Even at the ripe age of 35, McIlroy continues to learn more about himself. At the onset of the year, the world No. 2 hoped to show more discipline; it led to his victory at Pebble Beach. He implored that he wanted to play more like Scheffler — “boring” golf without the ups-and-downs that have riddled his game at times.
While this patience can be tested across the PGA Tour’s West Coast Swing, it is the Florida Swing that presents the sternest examinations. At Bay Hill, McIlroy may not have contended, but he took a step towards that desired steadiness with a performance that included zero double bogeys at Arnold Palmer’s palace.

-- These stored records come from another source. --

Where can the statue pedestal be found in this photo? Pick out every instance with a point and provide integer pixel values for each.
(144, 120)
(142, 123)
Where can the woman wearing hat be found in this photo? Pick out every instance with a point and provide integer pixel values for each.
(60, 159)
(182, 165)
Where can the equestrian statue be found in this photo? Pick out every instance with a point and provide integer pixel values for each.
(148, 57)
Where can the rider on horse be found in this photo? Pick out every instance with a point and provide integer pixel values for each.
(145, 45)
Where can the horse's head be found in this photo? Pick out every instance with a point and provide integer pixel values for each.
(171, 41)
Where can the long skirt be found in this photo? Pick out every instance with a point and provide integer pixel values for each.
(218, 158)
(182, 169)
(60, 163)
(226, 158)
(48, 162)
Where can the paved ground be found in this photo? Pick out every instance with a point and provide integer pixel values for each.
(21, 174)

McIlroy messed with his bag configuration across the first three rounds in Orlando, Florida, but put the ol’ reliables back to good use in Ponte Vedra Beach this week. The opening act was one with many mistakes at first glance as he opened his affairs at Sawgrass with 10 missed fairways, but he played that way while making a concerted effort to eliminate the left side of the golf course.
Rory found his stride off the tee in the second round but again missed fairways came creeping back into the stat sheet. In a perfect world, McIlroy would have loved to play from the short grass more often, but the little cut he employed was by design. It significantly reduced the possibility of catastrophic mistakes at a golf course where one looms around every corner.
You saw what happened in the playoff.
This fine tuning and these minuscule changes may not appear to be much at the surface. What does hitting a cut off the tee even mean when it relates to one of the greatest drivers of the golf ball ever in McIlroy? He rarely does any wrong with the big stick in hand anyways.
Yet they do add up over time, and at this stage of McIlroy’s career, anything that has the possibility of being additive will be considered — whether it’s hitting balls alongside the range instead of down the range during his warm up to mimic the wind direction, fiddling with his driver after leading the field in that category at Pebble Beach and Torrey Pines or finally utilizing off-speed swings to perfection.
McIlroy is willing to test it, and he is willing to learn from it. Sometimes it works. Sometimes it doesn’t, but it makes him a smarter player, and a smarter McIlroy is a better McIlroy.
This may just be the best version of Rory we have ever seen.
“I feel like I’m a better player now than I ever have been,” McIlroy said. “And it’s nice to see the fruits of my labor paying off.”